19Por fim, é necessária uma “redefinição das tarefas da Investigação para a Paz e, em particular, novas ideias teóricas que levem em consideração as lições ético‑políticas e metodológicas aprendidas nas décadas passadas” (Patomäki, 2001: 723). Adicionalmente, Cravo e Pureza afirmam que
os Estudos para a Paz têm agora que radicalizar a sua abordagem crítica, assumindo a parcialidade e imperfeição dos conceitos que subjazem à modernidade ocidental e abrir‑se, consequentemente, à heterogeneidade, à pluralidade, à periferia e aos contributos das epistemologias feministas, ambientais e dos estudos culturais.
A descolonização do seu conhecimento e o horizonte da paz sustentável anunciam‑se como as mediações necessárias desse retorno à vocação crítica. (2005: 17‑18)

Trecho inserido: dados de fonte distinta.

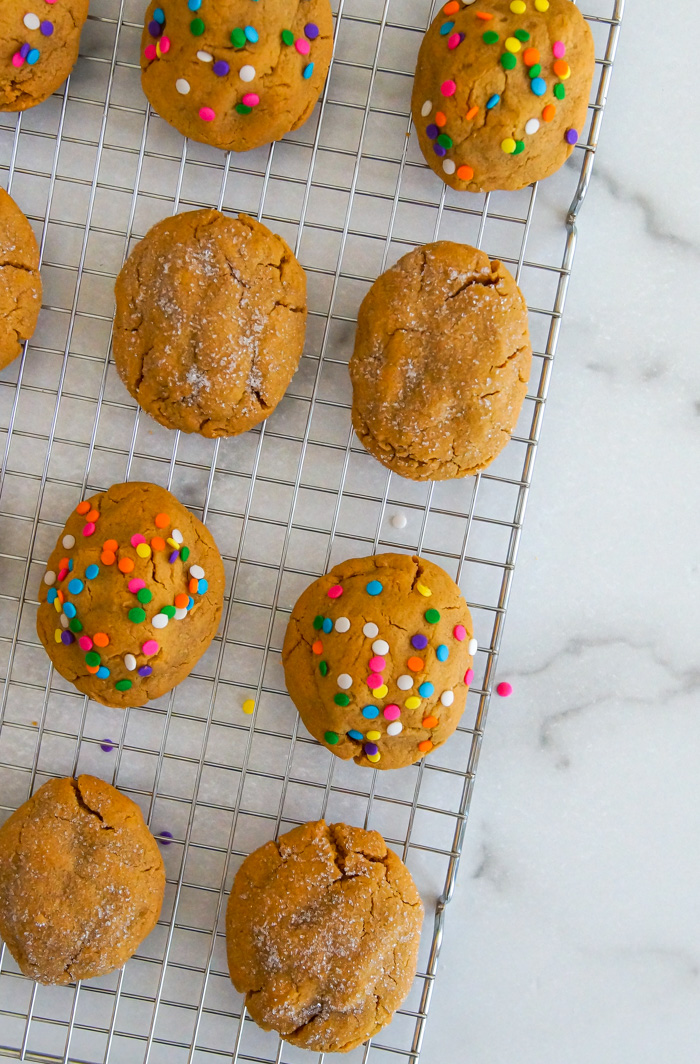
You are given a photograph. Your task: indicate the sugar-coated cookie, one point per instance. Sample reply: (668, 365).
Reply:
(132, 595)
(440, 363)
(81, 881)
(38, 48)
(234, 73)
(501, 90)
(211, 322)
(322, 932)
(378, 659)
(20, 283)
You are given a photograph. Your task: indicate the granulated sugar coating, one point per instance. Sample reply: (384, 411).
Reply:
(322, 932)
(440, 363)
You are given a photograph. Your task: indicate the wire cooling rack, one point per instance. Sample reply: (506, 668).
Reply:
(94, 169)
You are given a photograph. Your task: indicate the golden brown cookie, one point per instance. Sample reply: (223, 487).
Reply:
(322, 931)
(232, 73)
(378, 659)
(132, 595)
(211, 321)
(501, 90)
(440, 363)
(20, 283)
(81, 881)
(38, 48)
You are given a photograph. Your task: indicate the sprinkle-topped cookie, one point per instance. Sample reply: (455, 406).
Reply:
(501, 90)
(131, 596)
(388, 683)
(235, 73)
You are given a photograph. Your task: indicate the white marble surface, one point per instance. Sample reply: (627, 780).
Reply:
(575, 934)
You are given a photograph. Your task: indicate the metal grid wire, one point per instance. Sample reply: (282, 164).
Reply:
(94, 169)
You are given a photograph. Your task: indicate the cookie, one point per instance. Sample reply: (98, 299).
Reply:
(235, 76)
(20, 283)
(81, 881)
(211, 322)
(132, 595)
(38, 48)
(440, 363)
(378, 659)
(322, 931)
(501, 90)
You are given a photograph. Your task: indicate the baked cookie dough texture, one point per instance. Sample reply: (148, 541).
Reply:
(378, 659)
(322, 931)
(81, 881)
(132, 595)
(440, 363)
(211, 321)
(501, 90)
(38, 48)
(234, 73)
(20, 283)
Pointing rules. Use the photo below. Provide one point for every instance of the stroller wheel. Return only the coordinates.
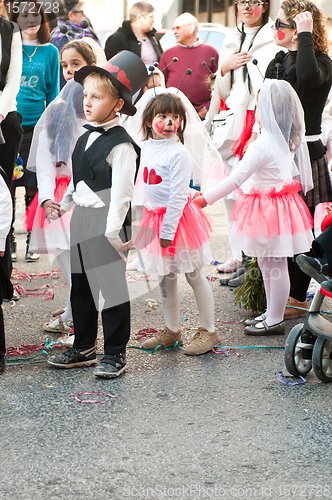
(297, 356)
(322, 359)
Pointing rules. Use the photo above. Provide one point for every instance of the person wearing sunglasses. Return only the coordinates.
(299, 28)
(237, 83)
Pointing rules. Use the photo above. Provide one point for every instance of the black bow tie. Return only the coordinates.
(91, 128)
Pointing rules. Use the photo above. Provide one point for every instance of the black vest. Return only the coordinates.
(91, 166)
(6, 30)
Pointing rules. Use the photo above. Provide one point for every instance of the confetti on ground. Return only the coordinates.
(152, 304)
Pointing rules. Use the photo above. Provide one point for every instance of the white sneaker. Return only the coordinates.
(230, 266)
(132, 266)
(68, 341)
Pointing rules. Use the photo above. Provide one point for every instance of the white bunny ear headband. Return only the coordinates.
(281, 115)
(196, 139)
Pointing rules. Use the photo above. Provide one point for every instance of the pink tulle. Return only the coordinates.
(245, 134)
(193, 230)
(265, 214)
(35, 214)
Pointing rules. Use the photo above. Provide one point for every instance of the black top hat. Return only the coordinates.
(128, 73)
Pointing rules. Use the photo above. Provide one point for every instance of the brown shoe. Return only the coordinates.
(203, 341)
(291, 312)
(166, 337)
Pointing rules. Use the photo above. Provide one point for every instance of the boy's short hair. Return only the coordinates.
(103, 82)
(140, 8)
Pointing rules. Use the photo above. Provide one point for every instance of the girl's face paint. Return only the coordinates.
(165, 126)
(284, 36)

20Com base nestes pressupostos e dentro das limitações do autor, espera‑se que, ao examinar a questão do Crime Organizado Transnacional (COT) sob a ótica dos ECP, este artigo apresente as limitações de uma abordagem convencional estatocêntrica e focalizada no fenômeno da guerra. Este convencionalismo, por sua vez, frequentemente negligencia a manifestação da violência criminal como obstáculo central para a paz, tal como exemplificado nas periferias assoladas pelo crime organizado.
21O acelerado processo de globalização econômica e comunicacional após a queda do bloco soviético levou a um aumento do fluxo de bens e pessoas para diferentes finalidades. Em tal contexto, não foram apenas as atividades legais e os processos de integração que ganharam impulso, mas também atividades diversas de cunho ilícito e com forte impacto na violência letal em diferentes locais do globo. Neste ínterim, grupos criminosos passaram a aproveitar a abertura das comunicações e a facilitação das transações financeiras para levarem adiante atividades ilícitas que provocaram um aumento do tráfico de drogas, armas e tráfico de seres humanos (Zabyelina, 2009: 11). Tais atividades passaram a colocar em oposição diferentes gangues e grupos com interesses conflitantes, que ao lutarem entre si e contra o Estado geram um número crescente de mortes violentas. A alta taxa de mortes violentas está intimamente ligada ao crime organizado, bem como à facilidade na obtenção de armas através do comércio ilegal transfronteiriço (UNDP, 2013: 44). Este problema encontra‑se interligado com outro fenômeno global, os narcóticos internacionais e o tráfico de seres humanos (UNDP, 2013).
- 4 Hauck e Peterke (2010: 410) levantam uma crítica relevante sobre o conceito prevalecente de crime o (...)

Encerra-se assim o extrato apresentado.